After the process, the hard mask nitride layer 430 is patterned, and the tungsten 420 and the barrier metal 410 are etched using an etching process using the hard mask nitride layer 430 as an etching mask to form a bit line. do.

The bit line formed as described above has a barrier metal 410 directly contacting only the high concentration p-type ion implantation region 220 of the ferry region 200, and a barrier between the high concentration n-type ion implantation region 210 and the gate 230. The metal 410 is not directly in contact, but is in contact with the polysilicon plug 310.

Accordingly, inversely proportional characteristics of the high concentration n-type and gate upper contacts and the high concentration p-type contact resistance may be excluded according to the thickness of the barrier metal 410, and independent contact resistance characteristics may be secured.

The present invention has been shown and described with reference to certain preferred embodiments, but the present invention is not limited to the above-described embodiments and has ordinary skill in the art to which the present invention pertains without departing from the concept of the present invention. Various changes and modifications are possible by the user.

As described above, the bit line forming method of the semiconductor device of the present invention is selectively configured such that the barrier metal of the bit line is in direct contact with the semiconductor device formed in the bit line and the ferry region or directly through the polysilicon plug. As a result, a uniform bit line contact resistance may be obtained regardless of the thickness of the barrier metal, thereby improving the sensing margin of the bit line.

1A to 1C are cross-sectional views of a bit line manufacturing process of a semiconductor device according to the present invention.

* Description of the symbols for the main parts of the drawings

100: cell area 110: source / drain

120: cell transistor gate 200: ferry region

210: high concentration n-type ion implantation region 220: high concentration p-type ion implantation region

230: gate 300, 400: interlayer insulating film

310: polysilicon plug 410: barrier metal

420: tungsten 430: hard mask nitride film

Claims (2)

Forming a first interlayer insulating film on an upper portion of a substrate on which a cell region in which a cell transistor is formed and a ferry region in which a semiconductor device constituting a peripheral circuit is formed are formed; Forming a contact hole in the first interlayer insulating film to expose the source and drain of the cell transistor of the cell region, and to expose the high concentration n-type ion implantation region and the upper portion of the gate of the ferry region, and a polysilicon plug in the contact hole.
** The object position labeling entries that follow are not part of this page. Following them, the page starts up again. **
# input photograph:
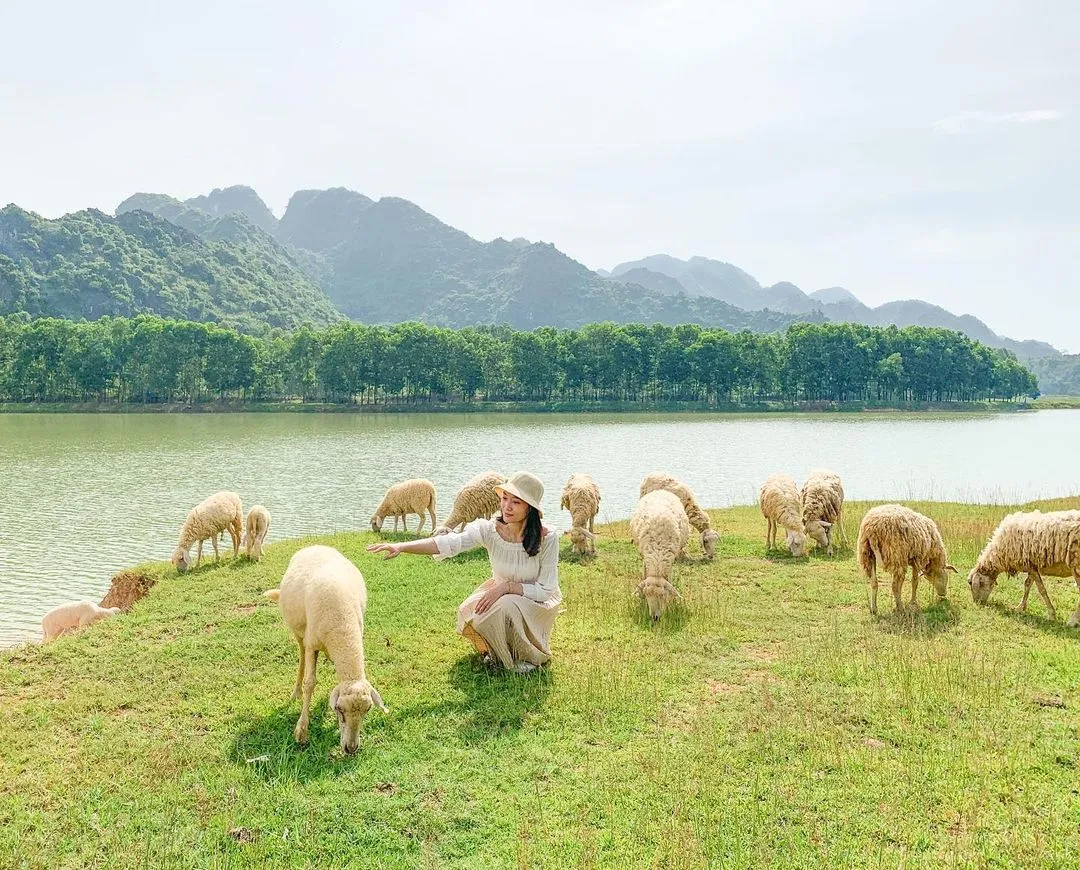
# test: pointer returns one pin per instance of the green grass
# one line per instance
(768, 721)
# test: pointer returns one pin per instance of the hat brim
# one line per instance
(518, 494)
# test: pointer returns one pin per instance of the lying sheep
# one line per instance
(697, 517)
(220, 512)
(70, 617)
(255, 533)
(893, 537)
(1036, 543)
(474, 500)
(781, 505)
(823, 507)
(323, 599)
(581, 497)
(409, 497)
(659, 529)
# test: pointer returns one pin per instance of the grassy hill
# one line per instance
(769, 721)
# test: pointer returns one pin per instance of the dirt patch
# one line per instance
(126, 588)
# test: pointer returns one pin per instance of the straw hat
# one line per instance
(526, 487)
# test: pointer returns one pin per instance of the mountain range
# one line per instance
(337, 253)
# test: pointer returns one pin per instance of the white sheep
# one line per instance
(699, 519)
(475, 500)
(581, 497)
(823, 507)
(69, 617)
(323, 599)
(781, 505)
(416, 495)
(255, 532)
(894, 538)
(220, 512)
(1039, 545)
(659, 529)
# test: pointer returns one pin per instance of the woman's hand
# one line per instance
(392, 551)
(490, 597)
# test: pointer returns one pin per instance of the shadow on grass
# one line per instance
(917, 622)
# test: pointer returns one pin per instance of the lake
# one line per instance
(84, 495)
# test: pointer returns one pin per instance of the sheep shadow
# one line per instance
(1030, 620)
(918, 622)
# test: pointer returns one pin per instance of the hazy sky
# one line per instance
(906, 149)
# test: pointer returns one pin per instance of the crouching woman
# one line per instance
(511, 615)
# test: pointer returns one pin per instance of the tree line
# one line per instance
(151, 359)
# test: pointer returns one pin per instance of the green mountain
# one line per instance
(90, 264)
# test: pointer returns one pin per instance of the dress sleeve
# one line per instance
(473, 535)
(545, 585)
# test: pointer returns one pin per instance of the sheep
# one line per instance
(1036, 543)
(894, 537)
(781, 505)
(823, 507)
(474, 500)
(581, 497)
(409, 497)
(220, 512)
(255, 533)
(323, 599)
(697, 517)
(69, 617)
(659, 529)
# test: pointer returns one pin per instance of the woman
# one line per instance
(510, 616)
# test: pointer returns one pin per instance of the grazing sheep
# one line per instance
(659, 529)
(220, 512)
(476, 499)
(581, 497)
(1036, 543)
(823, 507)
(416, 495)
(781, 505)
(323, 599)
(894, 537)
(255, 533)
(69, 617)
(697, 517)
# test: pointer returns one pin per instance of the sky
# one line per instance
(902, 150)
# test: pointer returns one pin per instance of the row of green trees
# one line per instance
(147, 359)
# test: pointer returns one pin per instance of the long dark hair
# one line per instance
(534, 531)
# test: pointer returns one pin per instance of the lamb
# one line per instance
(781, 505)
(323, 599)
(697, 517)
(69, 617)
(220, 512)
(1036, 543)
(823, 507)
(659, 529)
(255, 533)
(474, 500)
(581, 497)
(409, 497)
(894, 537)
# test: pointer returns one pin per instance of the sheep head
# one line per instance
(351, 702)
(981, 585)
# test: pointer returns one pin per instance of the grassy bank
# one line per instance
(769, 721)
(510, 407)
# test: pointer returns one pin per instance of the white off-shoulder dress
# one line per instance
(517, 627)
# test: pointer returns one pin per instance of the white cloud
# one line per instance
(972, 122)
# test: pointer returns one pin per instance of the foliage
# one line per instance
(769, 721)
(150, 359)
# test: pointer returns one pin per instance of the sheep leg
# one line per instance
(310, 660)
(1044, 595)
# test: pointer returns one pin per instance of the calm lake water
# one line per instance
(83, 495)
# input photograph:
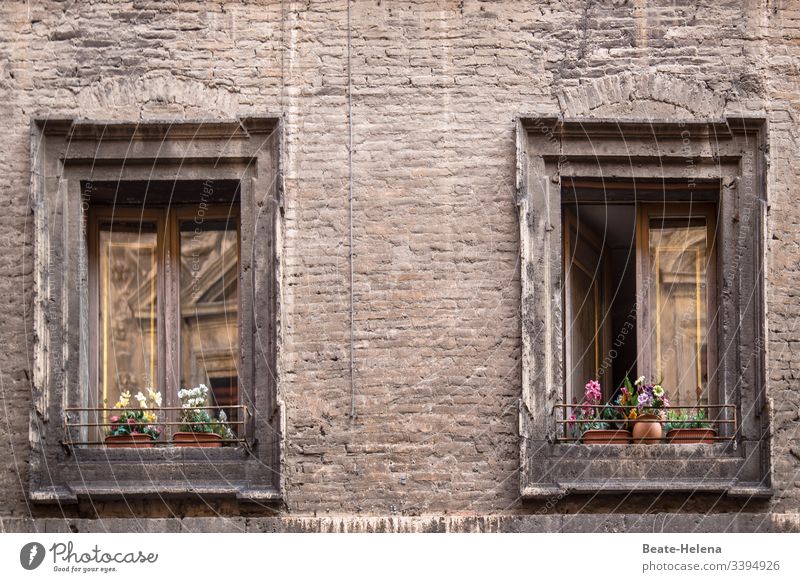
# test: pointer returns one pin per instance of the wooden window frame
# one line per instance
(168, 313)
(645, 213)
(602, 293)
(724, 161)
(68, 156)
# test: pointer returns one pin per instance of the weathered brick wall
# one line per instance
(436, 86)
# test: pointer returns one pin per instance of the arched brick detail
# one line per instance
(154, 96)
(641, 95)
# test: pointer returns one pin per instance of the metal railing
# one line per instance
(93, 424)
(720, 424)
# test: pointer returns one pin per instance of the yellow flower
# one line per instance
(155, 397)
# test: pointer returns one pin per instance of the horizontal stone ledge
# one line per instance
(72, 492)
(540, 523)
(729, 487)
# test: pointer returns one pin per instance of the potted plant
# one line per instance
(134, 427)
(689, 427)
(595, 424)
(199, 428)
(644, 406)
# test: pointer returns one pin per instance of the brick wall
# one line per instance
(436, 86)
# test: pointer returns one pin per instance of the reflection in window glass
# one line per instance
(678, 251)
(127, 309)
(209, 296)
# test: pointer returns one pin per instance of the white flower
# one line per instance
(140, 398)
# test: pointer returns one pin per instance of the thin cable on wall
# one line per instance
(350, 210)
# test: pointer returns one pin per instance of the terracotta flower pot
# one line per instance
(137, 440)
(606, 437)
(647, 429)
(687, 436)
(196, 439)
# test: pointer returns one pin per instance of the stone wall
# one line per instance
(436, 87)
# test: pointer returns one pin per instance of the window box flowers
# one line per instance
(595, 423)
(644, 405)
(689, 427)
(199, 428)
(132, 427)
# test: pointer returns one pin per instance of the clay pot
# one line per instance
(606, 437)
(196, 439)
(141, 441)
(686, 436)
(647, 429)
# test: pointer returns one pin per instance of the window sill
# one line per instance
(641, 468)
(70, 493)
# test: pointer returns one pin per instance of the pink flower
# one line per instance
(593, 392)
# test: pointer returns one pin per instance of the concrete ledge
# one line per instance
(591, 523)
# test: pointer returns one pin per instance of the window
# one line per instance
(642, 254)
(156, 264)
(640, 289)
(145, 300)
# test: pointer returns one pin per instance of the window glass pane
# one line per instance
(678, 259)
(209, 296)
(127, 309)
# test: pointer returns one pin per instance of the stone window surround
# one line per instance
(730, 152)
(66, 152)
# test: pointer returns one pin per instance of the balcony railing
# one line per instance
(87, 426)
(720, 422)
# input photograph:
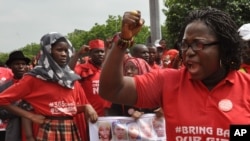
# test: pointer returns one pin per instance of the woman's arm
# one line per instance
(113, 85)
(77, 55)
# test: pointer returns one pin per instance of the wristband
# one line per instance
(131, 111)
(122, 43)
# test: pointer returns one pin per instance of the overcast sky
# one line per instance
(24, 21)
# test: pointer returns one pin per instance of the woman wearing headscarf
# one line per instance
(51, 88)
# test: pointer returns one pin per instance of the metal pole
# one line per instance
(155, 26)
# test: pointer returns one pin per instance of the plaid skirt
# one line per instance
(58, 130)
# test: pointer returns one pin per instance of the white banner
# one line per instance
(147, 128)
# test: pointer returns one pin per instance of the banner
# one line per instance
(115, 128)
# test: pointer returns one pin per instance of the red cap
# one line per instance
(97, 43)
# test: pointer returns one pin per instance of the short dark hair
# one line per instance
(230, 43)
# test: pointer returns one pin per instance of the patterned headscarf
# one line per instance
(141, 64)
(47, 69)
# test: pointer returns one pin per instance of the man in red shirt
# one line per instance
(90, 74)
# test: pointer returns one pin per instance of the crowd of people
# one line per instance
(200, 85)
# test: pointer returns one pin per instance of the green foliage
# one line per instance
(178, 9)
(80, 37)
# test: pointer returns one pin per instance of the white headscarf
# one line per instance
(47, 69)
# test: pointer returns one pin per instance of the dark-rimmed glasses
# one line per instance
(196, 46)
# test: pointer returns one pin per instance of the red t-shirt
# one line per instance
(90, 83)
(47, 98)
(5, 75)
(191, 110)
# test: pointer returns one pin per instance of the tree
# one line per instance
(80, 37)
(177, 10)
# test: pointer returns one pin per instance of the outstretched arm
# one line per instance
(113, 85)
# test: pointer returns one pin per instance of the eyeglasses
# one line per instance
(195, 46)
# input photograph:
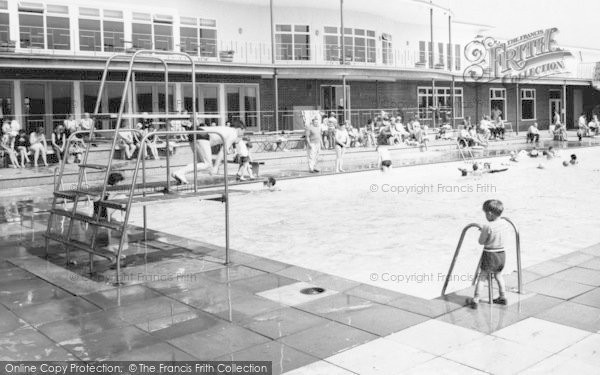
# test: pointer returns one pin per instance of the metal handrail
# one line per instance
(456, 252)
(140, 159)
(518, 251)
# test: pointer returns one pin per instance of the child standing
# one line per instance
(243, 154)
(493, 257)
(384, 162)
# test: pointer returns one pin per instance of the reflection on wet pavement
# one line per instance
(180, 302)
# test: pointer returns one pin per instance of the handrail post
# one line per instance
(456, 252)
(518, 249)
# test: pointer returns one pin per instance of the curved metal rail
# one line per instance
(456, 252)
(477, 272)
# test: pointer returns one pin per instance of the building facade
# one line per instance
(405, 56)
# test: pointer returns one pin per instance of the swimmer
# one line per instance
(269, 184)
(534, 153)
(487, 168)
(384, 160)
(573, 160)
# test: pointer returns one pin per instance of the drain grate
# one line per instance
(313, 290)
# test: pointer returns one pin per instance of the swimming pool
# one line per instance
(402, 226)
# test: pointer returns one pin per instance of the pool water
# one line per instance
(354, 226)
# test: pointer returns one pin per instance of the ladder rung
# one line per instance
(88, 219)
(94, 166)
(72, 194)
(116, 205)
(81, 246)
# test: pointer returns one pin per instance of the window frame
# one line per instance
(531, 98)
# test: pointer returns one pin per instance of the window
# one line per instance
(163, 32)
(332, 43)
(292, 42)
(6, 99)
(58, 27)
(198, 36)
(188, 34)
(31, 26)
(443, 102)
(528, 104)
(4, 22)
(457, 55)
(387, 56)
(113, 30)
(359, 44)
(208, 37)
(242, 104)
(90, 30)
(422, 54)
(141, 31)
(498, 102)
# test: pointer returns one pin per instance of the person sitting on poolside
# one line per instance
(534, 153)
(487, 168)
(384, 160)
(573, 160)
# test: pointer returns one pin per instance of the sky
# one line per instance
(578, 21)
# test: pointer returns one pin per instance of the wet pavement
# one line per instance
(180, 302)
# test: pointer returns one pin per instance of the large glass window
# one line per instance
(188, 35)
(387, 53)
(163, 33)
(58, 27)
(141, 31)
(114, 33)
(359, 44)
(498, 101)
(90, 35)
(242, 104)
(442, 102)
(208, 38)
(422, 53)
(332, 44)
(4, 22)
(6, 99)
(292, 42)
(62, 100)
(528, 104)
(31, 27)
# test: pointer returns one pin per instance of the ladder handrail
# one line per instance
(70, 141)
(518, 251)
(456, 252)
(143, 142)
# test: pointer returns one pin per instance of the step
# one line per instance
(81, 246)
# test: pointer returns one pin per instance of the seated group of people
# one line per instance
(19, 146)
(393, 131)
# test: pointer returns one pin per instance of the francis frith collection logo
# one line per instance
(529, 56)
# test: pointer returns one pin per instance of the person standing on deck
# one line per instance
(314, 142)
(202, 149)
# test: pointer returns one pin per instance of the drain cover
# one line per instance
(313, 290)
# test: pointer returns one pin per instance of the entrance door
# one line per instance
(332, 100)
(555, 106)
(34, 106)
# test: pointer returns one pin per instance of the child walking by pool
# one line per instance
(493, 257)
(384, 161)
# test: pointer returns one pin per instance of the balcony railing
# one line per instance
(258, 53)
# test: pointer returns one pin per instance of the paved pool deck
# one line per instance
(180, 302)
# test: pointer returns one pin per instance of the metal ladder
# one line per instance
(96, 220)
(477, 271)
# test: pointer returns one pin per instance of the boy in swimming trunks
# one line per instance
(384, 160)
(493, 257)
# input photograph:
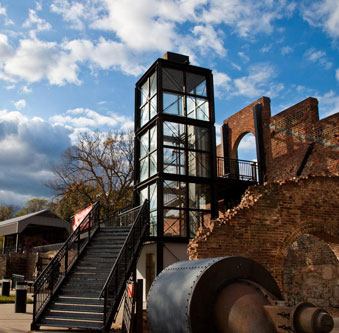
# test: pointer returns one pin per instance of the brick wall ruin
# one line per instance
(287, 137)
(268, 222)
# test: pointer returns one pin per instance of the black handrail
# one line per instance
(237, 169)
(125, 263)
(55, 272)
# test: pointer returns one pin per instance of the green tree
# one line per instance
(33, 205)
(98, 167)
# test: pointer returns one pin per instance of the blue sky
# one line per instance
(68, 66)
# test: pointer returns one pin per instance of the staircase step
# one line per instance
(77, 308)
(70, 324)
(91, 270)
(63, 299)
(102, 250)
(80, 293)
(73, 315)
(89, 284)
(95, 263)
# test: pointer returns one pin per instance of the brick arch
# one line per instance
(234, 150)
(269, 219)
(242, 123)
(309, 263)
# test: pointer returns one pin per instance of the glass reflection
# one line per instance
(174, 222)
(174, 161)
(174, 194)
(198, 164)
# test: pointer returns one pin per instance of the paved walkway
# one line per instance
(11, 322)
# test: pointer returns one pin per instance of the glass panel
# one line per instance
(143, 195)
(144, 115)
(143, 169)
(198, 164)
(153, 197)
(174, 134)
(197, 219)
(197, 108)
(174, 222)
(144, 145)
(174, 194)
(153, 84)
(153, 223)
(172, 79)
(153, 164)
(172, 104)
(190, 104)
(153, 105)
(198, 138)
(153, 138)
(144, 93)
(199, 196)
(202, 109)
(174, 161)
(196, 84)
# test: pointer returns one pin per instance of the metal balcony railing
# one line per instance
(237, 169)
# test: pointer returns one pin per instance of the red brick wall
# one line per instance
(292, 131)
(287, 137)
(311, 273)
(270, 218)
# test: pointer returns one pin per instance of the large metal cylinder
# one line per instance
(188, 296)
(229, 295)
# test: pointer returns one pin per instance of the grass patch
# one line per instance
(11, 299)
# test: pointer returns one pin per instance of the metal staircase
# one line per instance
(83, 285)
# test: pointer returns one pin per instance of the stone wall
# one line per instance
(269, 219)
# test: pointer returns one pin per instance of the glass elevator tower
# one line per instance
(175, 158)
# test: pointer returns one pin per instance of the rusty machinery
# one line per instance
(229, 294)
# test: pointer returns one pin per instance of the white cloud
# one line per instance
(20, 104)
(222, 83)
(208, 39)
(35, 21)
(324, 14)
(73, 13)
(246, 18)
(266, 48)
(28, 146)
(328, 104)
(257, 82)
(3, 13)
(88, 119)
(318, 56)
(35, 60)
(243, 56)
(286, 50)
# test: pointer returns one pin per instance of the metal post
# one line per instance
(139, 311)
(259, 140)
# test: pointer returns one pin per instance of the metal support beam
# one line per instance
(224, 146)
(259, 140)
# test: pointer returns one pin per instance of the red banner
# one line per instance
(78, 217)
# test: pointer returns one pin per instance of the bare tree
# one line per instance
(98, 167)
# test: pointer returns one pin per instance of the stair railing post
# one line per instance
(66, 261)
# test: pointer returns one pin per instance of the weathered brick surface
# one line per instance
(287, 137)
(311, 272)
(270, 218)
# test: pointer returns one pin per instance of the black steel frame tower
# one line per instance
(175, 149)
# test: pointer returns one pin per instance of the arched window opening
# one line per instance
(245, 166)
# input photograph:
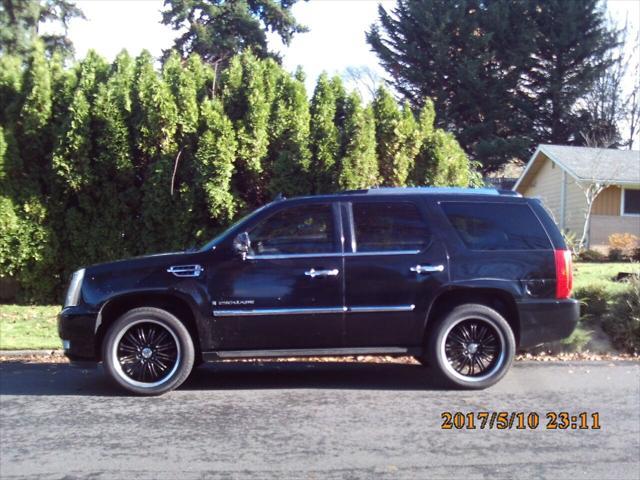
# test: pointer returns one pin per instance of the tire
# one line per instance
(148, 351)
(471, 347)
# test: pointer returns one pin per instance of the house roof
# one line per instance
(590, 164)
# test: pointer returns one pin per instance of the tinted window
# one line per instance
(631, 202)
(496, 226)
(389, 226)
(303, 229)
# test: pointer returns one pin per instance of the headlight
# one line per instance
(73, 293)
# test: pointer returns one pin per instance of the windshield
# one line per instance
(212, 243)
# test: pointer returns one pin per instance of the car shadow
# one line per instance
(22, 378)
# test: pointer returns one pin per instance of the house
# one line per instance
(559, 174)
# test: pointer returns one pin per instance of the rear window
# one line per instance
(392, 226)
(496, 226)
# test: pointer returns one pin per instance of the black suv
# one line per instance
(458, 278)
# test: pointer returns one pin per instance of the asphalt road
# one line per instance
(313, 421)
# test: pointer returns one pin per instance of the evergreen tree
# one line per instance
(325, 137)
(10, 88)
(247, 105)
(34, 137)
(396, 138)
(358, 167)
(214, 168)
(218, 29)
(165, 211)
(573, 47)
(182, 84)
(20, 21)
(203, 76)
(441, 161)
(504, 74)
(289, 145)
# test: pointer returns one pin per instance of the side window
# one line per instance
(295, 230)
(496, 226)
(382, 227)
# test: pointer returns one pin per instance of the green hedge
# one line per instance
(100, 161)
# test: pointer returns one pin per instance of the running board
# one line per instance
(309, 352)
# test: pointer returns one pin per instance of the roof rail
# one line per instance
(431, 191)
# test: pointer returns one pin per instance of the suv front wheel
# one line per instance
(472, 346)
(148, 351)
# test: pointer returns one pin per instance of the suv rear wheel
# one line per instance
(148, 351)
(472, 346)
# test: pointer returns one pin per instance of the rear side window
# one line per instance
(496, 226)
(296, 230)
(393, 226)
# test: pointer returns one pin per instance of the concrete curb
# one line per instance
(31, 353)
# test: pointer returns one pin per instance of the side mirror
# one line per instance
(242, 244)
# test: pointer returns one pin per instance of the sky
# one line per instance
(335, 41)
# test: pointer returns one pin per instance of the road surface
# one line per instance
(315, 421)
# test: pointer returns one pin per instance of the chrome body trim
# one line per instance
(277, 311)
(309, 352)
(312, 311)
(313, 273)
(390, 252)
(324, 255)
(186, 270)
(427, 268)
(382, 308)
(280, 256)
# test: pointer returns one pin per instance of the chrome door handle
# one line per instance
(313, 273)
(427, 268)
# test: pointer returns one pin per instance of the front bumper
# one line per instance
(547, 320)
(77, 327)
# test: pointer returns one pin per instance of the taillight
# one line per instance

Forming a, Depositing a second interlayer insulating film on the upper surface of the structure and forming a contact hole to expose the upper portion of the polysilicon plug and the upper portion of the high concentration p-type ion implantation region of the ferry region; The barrier metal and the metal are deposited on the structure and patterned, so that the barrier metal is directly in contact with the high concentration p-type ion implantation region, and the polysilicon plug is connected to the source / drain of the high concentration n-type ion implantation region, gate and cell transistor. Forming a bit line in contact with each other; The method of claim 1, wherein the barrier metal is formed by stacking titanium and titanium nitride.